Sua gestão no Supremo, onde a presidência
costuma durar dois anos, será mais curta do que a de seus últimos antecessores.
Isso porque Rosa Weber completa 75 anos em outubro do ano que vem e terá que se
aposentar da carreira de magistrada.
A cerimônia da posse foi adiada uma semana
para não coincidir com os atos de 7 de Setembro deste ano, quando a militância
bolsonarista foi insuflada pelo presidente para atacar o tribunal.
Mesmo com o adiamento, aconteceu sob um
forte esquema de segurança, com diversas áreas do Supremo com acesso restrito.
Para o evento foram chamados os principais
nomes dos Três Poderes, e houve 1.300 pessoas convidadas, das quais 350 puderam
entrar no plenário do Supremo.
A lista incluiu o atual e os ex-presidentes
da República, os chefes do Legislativo, os candidatos ao Palácio do Planalto,
os chefes e os integrantes dos tribunais superiores, além de parlamentares.

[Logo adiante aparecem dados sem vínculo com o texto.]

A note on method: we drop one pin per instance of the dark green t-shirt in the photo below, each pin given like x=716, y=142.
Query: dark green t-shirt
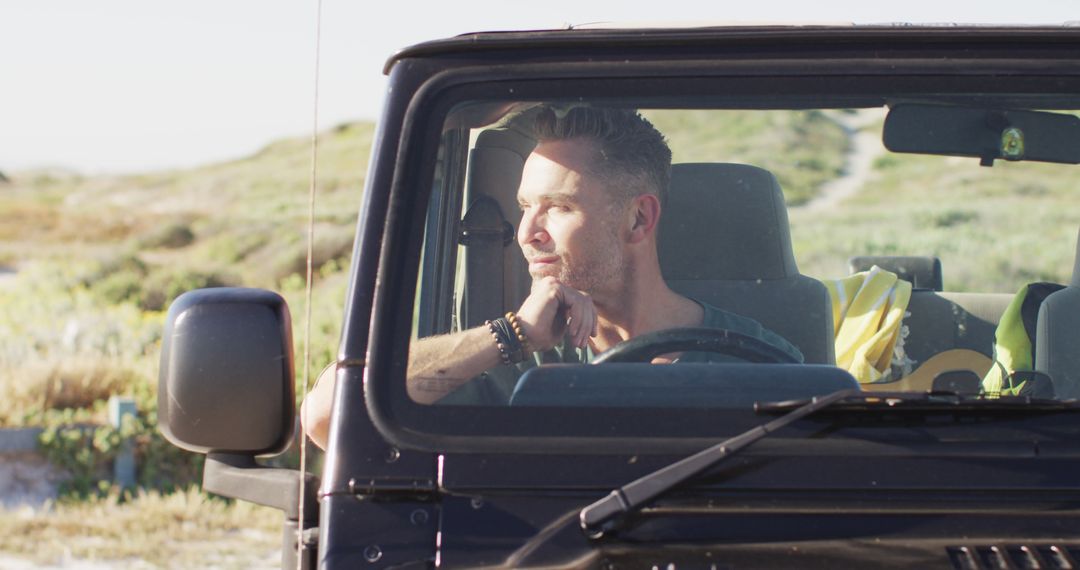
x=494, y=388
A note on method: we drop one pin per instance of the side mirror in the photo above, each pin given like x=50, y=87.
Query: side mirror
x=226, y=383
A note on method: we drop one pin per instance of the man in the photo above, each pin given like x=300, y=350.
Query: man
x=591, y=198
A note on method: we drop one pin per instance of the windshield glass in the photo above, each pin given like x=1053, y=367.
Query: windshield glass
x=746, y=254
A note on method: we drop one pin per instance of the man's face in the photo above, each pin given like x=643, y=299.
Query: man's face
x=570, y=226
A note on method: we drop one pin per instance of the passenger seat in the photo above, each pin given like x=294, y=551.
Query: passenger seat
x=725, y=240
x=1057, y=336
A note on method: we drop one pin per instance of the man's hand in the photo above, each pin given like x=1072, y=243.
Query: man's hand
x=553, y=310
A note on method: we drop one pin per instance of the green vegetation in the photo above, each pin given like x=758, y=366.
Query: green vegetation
x=88, y=267
x=92, y=263
x=995, y=229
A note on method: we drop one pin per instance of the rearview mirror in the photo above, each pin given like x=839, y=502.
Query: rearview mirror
x=986, y=134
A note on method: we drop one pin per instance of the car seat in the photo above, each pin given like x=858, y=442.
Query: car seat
x=1057, y=336
x=725, y=240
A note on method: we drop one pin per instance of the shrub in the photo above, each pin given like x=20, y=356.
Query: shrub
x=171, y=235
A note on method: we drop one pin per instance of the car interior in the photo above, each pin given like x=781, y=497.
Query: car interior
x=725, y=239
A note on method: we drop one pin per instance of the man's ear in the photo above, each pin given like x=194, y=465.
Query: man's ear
x=645, y=209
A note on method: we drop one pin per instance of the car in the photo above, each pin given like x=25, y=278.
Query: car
x=898, y=202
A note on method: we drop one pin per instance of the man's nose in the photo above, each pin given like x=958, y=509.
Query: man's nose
x=530, y=230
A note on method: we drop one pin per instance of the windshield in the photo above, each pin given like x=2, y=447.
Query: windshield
x=747, y=250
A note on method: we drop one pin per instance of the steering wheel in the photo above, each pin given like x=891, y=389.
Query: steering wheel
x=646, y=347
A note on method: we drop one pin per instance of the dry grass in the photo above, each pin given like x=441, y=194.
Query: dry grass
x=180, y=530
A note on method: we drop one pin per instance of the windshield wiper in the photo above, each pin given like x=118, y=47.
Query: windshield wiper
x=605, y=514
x=927, y=401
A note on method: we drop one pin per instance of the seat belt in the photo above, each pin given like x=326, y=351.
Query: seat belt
x=485, y=233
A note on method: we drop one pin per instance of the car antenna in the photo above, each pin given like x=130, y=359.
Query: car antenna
x=308, y=275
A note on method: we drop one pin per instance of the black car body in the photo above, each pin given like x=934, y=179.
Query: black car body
x=902, y=479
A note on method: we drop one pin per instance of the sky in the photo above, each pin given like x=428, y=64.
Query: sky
x=135, y=85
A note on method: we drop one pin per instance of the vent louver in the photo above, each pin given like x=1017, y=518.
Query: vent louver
x=1010, y=557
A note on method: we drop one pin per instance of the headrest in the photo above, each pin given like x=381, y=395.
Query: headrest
x=725, y=222
x=922, y=272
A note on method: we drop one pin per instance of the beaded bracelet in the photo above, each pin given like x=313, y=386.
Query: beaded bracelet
x=510, y=347
x=518, y=331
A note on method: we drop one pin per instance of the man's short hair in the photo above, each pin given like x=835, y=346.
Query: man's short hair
x=633, y=157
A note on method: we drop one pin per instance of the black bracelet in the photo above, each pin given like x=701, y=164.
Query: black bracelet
x=510, y=348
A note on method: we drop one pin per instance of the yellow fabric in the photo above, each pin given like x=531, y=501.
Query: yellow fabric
x=867, y=312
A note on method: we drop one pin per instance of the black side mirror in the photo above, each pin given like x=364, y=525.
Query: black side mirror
x=227, y=376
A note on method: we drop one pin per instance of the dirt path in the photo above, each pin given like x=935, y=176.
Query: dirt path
x=865, y=147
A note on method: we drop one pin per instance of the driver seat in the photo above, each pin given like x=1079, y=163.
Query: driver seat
x=1057, y=336
x=725, y=240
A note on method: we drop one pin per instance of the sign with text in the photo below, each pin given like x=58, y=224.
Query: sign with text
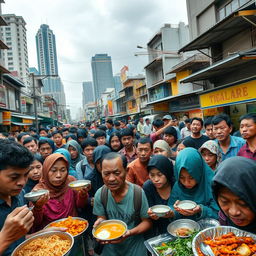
x=235, y=94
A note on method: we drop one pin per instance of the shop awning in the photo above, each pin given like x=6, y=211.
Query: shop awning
x=224, y=29
x=222, y=67
x=20, y=124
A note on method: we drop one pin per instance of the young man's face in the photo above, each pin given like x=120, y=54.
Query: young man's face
x=12, y=181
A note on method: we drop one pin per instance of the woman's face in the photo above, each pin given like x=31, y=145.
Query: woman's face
x=160, y=151
x=209, y=158
x=115, y=143
x=58, y=173
x=73, y=152
x=186, y=179
x=159, y=179
x=35, y=172
x=235, y=208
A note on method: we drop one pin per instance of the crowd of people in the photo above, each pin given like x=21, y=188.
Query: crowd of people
x=132, y=167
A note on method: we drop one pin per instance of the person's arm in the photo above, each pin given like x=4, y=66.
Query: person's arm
x=16, y=225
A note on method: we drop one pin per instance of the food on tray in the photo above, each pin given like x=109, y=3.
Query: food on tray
x=74, y=226
x=178, y=247
x=52, y=245
x=110, y=231
x=183, y=231
x=229, y=245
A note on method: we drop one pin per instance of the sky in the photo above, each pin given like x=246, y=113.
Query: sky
x=84, y=28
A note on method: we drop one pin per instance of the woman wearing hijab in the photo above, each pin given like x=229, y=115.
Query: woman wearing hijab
x=234, y=190
x=211, y=154
x=158, y=189
x=193, y=182
x=61, y=201
x=67, y=155
x=75, y=151
x=162, y=147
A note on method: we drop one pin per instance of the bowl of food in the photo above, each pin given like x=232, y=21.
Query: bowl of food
x=79, y=184
x=33, y=196
x=48, y=243
x=186, y=205
x=225, y=238
x=182, y=228
x=109, y=230
x=75, y=226
x=160, y=210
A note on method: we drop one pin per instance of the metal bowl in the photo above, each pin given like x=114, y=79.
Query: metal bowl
x=182, y=223
x=187, y=205
x=160, y=210
x=208, y=223
x=62, y=235
x=35, y=195
x=109, y=222
x=79, y=184
x=77, y=218
x=216, y=231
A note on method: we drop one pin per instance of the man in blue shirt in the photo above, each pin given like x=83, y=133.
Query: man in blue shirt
x=229, y=145
x=15, y=217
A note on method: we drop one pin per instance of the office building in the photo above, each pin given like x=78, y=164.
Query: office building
x=102, y=74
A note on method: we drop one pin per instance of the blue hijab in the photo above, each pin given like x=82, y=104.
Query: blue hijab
x=192, y=161
x=66, y=154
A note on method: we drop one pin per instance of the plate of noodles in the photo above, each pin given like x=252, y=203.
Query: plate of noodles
x=48, y=243
x=75, y=225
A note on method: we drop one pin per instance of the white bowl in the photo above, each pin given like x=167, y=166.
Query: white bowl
x=182, y=223
x=79, y=184
x=62, y=235
x=33, y=196
x=160, y=210
x=187, y=205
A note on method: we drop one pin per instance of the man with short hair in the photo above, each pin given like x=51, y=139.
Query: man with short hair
x=196, y=139
x=31, y=144
x=229, y=145
x=127, y=139
x=186, y=131
x=118, y=199
x=137, y=169
x=86, y=166
x=248, y=132
x=15, y=217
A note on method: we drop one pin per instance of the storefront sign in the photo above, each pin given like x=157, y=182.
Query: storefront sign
x=7, y=116
x=236, y=94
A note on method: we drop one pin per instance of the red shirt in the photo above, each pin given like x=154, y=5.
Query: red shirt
x=246, y=152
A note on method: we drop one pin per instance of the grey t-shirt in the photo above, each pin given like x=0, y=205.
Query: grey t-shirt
x=124, y=210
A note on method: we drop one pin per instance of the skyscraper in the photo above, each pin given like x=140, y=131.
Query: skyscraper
x=102, y=74
x=14, y=36
x=88, y=95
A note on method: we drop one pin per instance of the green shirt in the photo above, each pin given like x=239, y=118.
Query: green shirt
x=124, y=210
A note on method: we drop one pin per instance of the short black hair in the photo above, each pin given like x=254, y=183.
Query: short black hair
x=114, y=155
x=208, y=121
x=126, y=132
x=110, y=121
x=145, y=140
x=99, y=133
x=57, y=132
x=89, y=142
x=19, y=137
x=222, y=117
x=171, y=131
x=198, y=119
x=251, y=116
x=13, y=154
x=29, y=139
x=158, y=123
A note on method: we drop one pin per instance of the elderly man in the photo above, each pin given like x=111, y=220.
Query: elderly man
x=119, y=199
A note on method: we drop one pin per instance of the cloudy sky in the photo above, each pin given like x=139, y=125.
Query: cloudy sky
x=86, y=27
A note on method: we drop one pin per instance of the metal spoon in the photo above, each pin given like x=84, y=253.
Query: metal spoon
x=206, y=249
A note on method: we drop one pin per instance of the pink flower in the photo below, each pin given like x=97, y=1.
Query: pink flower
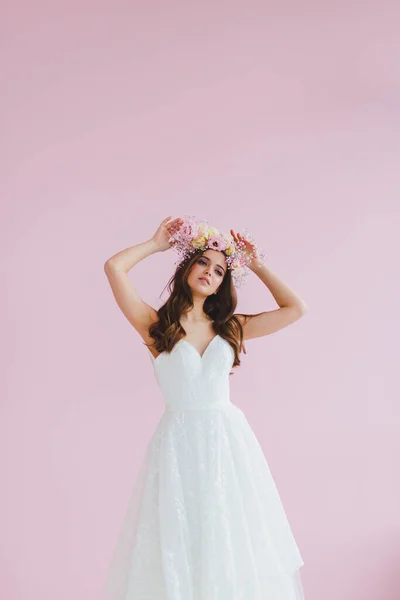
x=216, y=242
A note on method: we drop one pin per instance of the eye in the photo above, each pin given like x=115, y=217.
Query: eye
x=203, y=262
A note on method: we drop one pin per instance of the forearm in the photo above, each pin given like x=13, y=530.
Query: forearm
x=128, y=258
x=281, y=292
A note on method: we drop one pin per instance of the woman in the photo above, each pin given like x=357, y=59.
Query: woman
x=205, y=520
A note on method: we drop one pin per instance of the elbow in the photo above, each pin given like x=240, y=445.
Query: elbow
x=303, y=308
x=108, y=266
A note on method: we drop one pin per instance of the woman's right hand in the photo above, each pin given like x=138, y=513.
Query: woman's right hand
x=164, y=232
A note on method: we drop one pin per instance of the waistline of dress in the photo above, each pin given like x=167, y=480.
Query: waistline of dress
x=199, y=406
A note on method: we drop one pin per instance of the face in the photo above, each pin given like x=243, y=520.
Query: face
x=210, y=266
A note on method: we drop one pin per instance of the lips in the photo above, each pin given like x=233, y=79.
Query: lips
x=204, y=279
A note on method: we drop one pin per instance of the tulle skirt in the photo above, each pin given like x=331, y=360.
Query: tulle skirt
x=204, y=520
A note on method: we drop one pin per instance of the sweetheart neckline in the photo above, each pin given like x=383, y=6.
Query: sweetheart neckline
x=201, y=356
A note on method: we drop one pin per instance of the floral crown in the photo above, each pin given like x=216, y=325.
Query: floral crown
x=194, y=235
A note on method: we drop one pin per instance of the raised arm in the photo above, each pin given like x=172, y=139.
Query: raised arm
x=292, y=307
x=140, y=314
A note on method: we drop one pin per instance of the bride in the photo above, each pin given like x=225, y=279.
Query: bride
x=205, y=520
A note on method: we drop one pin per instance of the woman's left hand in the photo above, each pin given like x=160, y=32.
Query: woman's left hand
x=248, y=247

Para marcar a impessoalidade da posse, ela
deixou claro que os convidados foram chamados para o evento por meio do
cerimonial.
Porém, além de Bolsonaro, Lula não esteve
presente no evento. Rosa foi indicada ao Supremo em 2011 pela ex-presidente
Dilma Rousseff (PT), que também não compareceu à posse da ministra como
presidente da corte.
Compareceram ao evento os presidentes da
Câmara dos Deputados, Arthur Lira (PP-AL), do Senado, Rodrigo Pacheco (PSD-MG),
o ex-presidente José Sarney (MDB), além de ministros do Executivo e das cortes
superiores.
Antes da ministra, discursaram o
procurador-geral da República, Augusto Aras, o presidente da OAB, Beto
Simonetti, e a ministra do Supremo Cármen Lúcia.
Cármen Lúcia fez um discurso com uma série
de indiretas a Bolsonaro.
Afirmou que Rosa "não assume o cargo
em momento histórico de tranquilidade social e de calmaria, mas "bem diferente
disso, os tempos são de desassossego no mundo e não diferente disso no
Brasil".
"Por isso tanto mais é necessária a
pessoa com as extraordinárias qualidades de vossa excelência, de decência, de
prudência e de solidez de posições combinada com especial gentileza de
trato", afirmou Cármen.
"O momento cobra decoro e a República
demanda compostura. Tudo o que vossa excelência tem para servir de exemplo em
tempos de desvalores muitas vezes incompreensíveis", disse.
"Não se promove a democracia com
comportamentos desmoralizantes de pessoas e instituições. A construção dos
espaços de liberdades não se compadece com desregramentos nem com
excessos", acrescentou Cármen.
Aras destacou que "é gratificante
saber que tivemos um 7 de Setembro pacífico e ordeiro, sem violência, é
gratificante saber que estamos trabalhando para que tenhamos um certame
eleitoral em clima de paz e harmonia, sem violência".
Baiano, ele citou, ainda, um trecho do Hino
da Bahia que diz que "nunca mais o despotismo regerá nossas ações" e
que "com tiranos não combinam os brasileiros corações".
Em seu discurso, Simonetti afirmou
"neste ano eleitoral, nossa missão é ombro a ombro com a Justiça
brasileira, defender o sistema de votação que há décadas permite eleições
limpas com a prevalência da soberania popular".